Less than 48 hours after leaving Disneyland (via the Eurostar train through the channel tunnel) we arrived at the Warner Brothers Studio just outside of London. Here they have turned the sets and props from the Harry Potter franchise into an attraction. Many people have raved about the tour to me, so I had high expectations. I wasn’t disappointed! I think I took more pictures in the 4 hours or so we spent there than I did any other day so far.
It turned out to be of US-Disney caliber and completely magical, even when mobbed, which it usually is. For reference, we bought tickets 3 months in advance and had about 4 time slots to chose from. There are slots every half hour from 9-7, 7 days a week! It is 100% reservation only.

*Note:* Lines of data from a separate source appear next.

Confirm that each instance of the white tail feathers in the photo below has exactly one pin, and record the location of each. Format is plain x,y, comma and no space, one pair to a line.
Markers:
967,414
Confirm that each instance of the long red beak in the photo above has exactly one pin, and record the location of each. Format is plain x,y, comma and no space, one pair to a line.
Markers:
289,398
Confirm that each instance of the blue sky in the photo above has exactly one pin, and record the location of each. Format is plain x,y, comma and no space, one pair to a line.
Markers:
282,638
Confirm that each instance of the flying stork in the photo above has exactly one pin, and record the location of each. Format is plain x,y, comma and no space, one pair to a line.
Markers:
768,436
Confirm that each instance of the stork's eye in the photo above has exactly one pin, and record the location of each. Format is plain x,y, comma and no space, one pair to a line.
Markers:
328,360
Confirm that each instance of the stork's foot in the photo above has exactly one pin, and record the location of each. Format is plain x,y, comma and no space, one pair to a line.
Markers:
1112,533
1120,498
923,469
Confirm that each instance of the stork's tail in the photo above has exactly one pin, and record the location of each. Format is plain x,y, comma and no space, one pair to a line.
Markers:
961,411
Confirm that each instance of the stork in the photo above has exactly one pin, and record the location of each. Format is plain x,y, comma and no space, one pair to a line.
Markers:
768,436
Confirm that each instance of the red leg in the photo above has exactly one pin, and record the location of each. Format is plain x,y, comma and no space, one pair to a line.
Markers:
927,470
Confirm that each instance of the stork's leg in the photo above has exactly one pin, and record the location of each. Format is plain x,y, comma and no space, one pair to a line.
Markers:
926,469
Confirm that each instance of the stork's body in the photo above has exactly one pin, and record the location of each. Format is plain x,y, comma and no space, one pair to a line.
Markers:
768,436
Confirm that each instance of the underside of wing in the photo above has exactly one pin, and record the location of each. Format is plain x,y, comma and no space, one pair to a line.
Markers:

They will not even let you on the shuttle bus from the train station without showing your ticket. The crowds didn’t bother us much, however. This is probably, in part, because we were there early (9:30). While there is staggered entry, you can stay as long as you want so I’d imagine it’s much busier mid-day.
This is a truly unique experience, it is amazing to be able to walk through the real sets! The great hall, diagon alley, gringotts and even privet drive are still there. You can see the costumes and props up close. They really have kept them all! And there are thousands and thousands.
The audio guides offered incredible detail and interviews with cast members and crew. It was one of the most thorough I’ve ever seen. It has everything from taking care of animals on set to how they made special effects. I’d wager if you had any interest in how movies are made this would be interesting, even if not a fan of the Harry Potter movies!
You become quickly in awe of the precision and detail of the crew’s work. They had thousands of wands, for example, all unique and had to be kept track of each day!
There is room after room of examples of their work (dozens of oil paintings made for the halls, for example. The scale model of the Great Halls ceiling was interesting. I’d never thought about it but the real great hall set, of course, was filled with lights, not arches!
Zoom in and read about the Wands!
It culminated in viewing a model made of the whole hogwarts campus. When I hear of an architectural model I think of something maybe the size of a dining room table (at biggest!).
This model was used for some aerial shots and for reference. The visual effects team would consult the model so images in the film always “made sense” for the school’s layout.
This was definitely a highlight site for me this trip to London!